I also use other knots for specific applications and other types of fishing.
"Interestingly, they also recommend the four-turn surgeon's knot for attaching the fluorocarbon tippet to the mono leader. It works well, using the wetting/tightening action described above. Prior to that I had problems with tippets breaking at their junction knot"
To build leaders I'll use a good old barrel knot, to attach tippet materials (especially if it's going to be fluorocarbon) with a tripple sugeon's knot. Interesting the 'do it quick' part on snugging up the pieces. That I didn't know.
fae
Improved clinch, trilene knot, Duncan knot (nymphs)
surgeons knot (3x and 4x), not sure about the improved clinch though for fluro carbons yet, lost a couple of steelhead due to that knot using fluor carbon. Might have been me ?

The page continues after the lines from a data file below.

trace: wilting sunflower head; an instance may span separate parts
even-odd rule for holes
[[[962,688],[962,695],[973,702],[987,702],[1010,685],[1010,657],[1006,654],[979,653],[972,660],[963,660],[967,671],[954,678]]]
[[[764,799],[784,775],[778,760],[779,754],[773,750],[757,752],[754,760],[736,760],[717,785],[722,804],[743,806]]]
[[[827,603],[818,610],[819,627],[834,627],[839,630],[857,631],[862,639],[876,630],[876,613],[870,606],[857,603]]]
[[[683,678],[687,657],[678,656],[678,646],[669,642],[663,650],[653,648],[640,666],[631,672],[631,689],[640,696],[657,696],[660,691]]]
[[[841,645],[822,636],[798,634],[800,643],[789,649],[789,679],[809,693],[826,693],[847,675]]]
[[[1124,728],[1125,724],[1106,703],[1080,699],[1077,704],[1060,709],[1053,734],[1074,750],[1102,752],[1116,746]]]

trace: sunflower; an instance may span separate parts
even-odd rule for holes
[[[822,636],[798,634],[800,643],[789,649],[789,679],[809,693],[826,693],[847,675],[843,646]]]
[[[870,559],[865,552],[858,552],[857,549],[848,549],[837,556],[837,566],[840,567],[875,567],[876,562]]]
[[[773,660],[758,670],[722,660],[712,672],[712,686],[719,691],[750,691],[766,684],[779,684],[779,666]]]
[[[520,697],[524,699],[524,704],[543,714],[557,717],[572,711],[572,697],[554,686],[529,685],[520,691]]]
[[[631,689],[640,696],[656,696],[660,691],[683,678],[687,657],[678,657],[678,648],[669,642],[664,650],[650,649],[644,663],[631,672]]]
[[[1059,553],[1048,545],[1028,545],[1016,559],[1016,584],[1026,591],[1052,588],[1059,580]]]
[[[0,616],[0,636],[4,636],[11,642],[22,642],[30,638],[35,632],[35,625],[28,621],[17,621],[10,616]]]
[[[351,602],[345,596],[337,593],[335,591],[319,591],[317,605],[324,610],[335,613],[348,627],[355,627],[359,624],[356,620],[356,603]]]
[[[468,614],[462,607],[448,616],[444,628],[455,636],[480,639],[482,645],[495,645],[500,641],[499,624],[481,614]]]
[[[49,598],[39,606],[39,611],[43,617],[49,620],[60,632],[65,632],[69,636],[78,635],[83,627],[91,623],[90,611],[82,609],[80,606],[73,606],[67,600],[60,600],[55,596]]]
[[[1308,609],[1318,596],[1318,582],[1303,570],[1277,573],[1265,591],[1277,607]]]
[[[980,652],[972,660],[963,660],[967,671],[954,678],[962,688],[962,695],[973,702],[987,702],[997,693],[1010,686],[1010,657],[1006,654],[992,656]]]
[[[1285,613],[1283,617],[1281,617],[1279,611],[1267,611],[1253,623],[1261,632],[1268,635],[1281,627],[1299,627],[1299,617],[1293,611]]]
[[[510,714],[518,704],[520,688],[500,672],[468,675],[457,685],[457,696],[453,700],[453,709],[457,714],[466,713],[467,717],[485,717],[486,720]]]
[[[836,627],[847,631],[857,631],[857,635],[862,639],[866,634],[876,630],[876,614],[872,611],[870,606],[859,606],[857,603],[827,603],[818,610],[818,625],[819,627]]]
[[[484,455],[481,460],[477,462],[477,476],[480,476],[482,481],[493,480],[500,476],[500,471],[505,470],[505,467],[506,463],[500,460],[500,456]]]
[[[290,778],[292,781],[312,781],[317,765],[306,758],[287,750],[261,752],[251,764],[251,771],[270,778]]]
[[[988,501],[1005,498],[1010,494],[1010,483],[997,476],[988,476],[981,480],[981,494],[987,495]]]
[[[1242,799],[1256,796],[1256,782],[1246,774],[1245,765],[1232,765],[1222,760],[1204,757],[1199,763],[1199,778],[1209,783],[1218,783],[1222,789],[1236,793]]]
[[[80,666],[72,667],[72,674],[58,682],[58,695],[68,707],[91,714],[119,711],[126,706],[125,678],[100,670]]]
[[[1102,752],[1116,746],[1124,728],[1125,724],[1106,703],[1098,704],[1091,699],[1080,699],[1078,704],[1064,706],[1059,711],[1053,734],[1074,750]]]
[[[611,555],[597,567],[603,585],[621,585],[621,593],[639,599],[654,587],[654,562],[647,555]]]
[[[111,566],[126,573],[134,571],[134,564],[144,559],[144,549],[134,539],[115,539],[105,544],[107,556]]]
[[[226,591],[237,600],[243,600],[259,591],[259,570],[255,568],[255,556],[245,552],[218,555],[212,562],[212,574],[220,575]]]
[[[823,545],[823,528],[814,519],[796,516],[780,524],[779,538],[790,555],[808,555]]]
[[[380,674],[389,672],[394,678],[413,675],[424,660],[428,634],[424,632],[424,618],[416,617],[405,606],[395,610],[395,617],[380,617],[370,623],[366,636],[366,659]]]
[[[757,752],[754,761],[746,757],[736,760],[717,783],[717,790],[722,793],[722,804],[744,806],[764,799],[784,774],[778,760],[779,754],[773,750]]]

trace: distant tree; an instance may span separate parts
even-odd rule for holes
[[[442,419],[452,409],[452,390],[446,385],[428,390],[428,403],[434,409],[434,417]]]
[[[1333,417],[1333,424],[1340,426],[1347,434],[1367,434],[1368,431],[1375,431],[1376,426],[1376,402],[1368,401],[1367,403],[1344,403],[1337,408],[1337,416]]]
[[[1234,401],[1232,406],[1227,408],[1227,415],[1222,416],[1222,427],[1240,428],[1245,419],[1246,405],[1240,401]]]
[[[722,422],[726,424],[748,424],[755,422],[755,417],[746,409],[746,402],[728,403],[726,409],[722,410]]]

Suppose to pull the knot quickly together for the flour carbons in order for it to tighten correctly.
I need to practice that, put that on my to do list.
The knot that I use the most often is the non-slip loop knot. I use this for almost every single salt water fly that I tie on, and for all large freshwater streamers and topwater patterns. For smaller stuff like nymphs and dries, I use the regular turtle knot.
I've trusted my life to this knot using it to tie life lines and anchor gear when using Samson Braid Line (Round Woven Rope) and have never had one come apart. So I figure if it's good enough for that it should hold a fish.
Improve clinch.
Reason:
What Pete (Frenchcreek) said.
Surgoens for tying leader sections together unless I'm home with the "How To" in front of me. Then I'll use the Orvis knot for tapered leaders and Blood knots for the heavy stuff in the butt.
1. Palomar for dead drifting nymphs.
2. Improved turle for dry flies.
3. Non-slip mono for imparting action to a fly.
4. Snelled when using shock tippet to insure the fly tracks correctly.
It's raining, the rivers are blown out, I'm tired of tying, so here goes...
The 16-20 knot is my current favorite, followed by Kreh's no-slip loop, and then the Trilene knot.
Those unfamiliar with the 16-20 should give it a try. I came across it while checking out an Alantic Salmon website and have been impressed with it's strength, durability, and compact structure. I've yet to have a single 16-20 knot fail.
I use blood knots for leaders to the tippet. I attach that with a double surgeons.
I use the non-slip loop to attach tippets to the polyleaders I use.
I use the Jansick special to attach hooks, because I have found it to be stronger than the Palomar. I will also use the non-slip loop for some hooks for summer steelhead.
For me its improved clinch and Palomar. anything with an up or down eye gets the Palomar.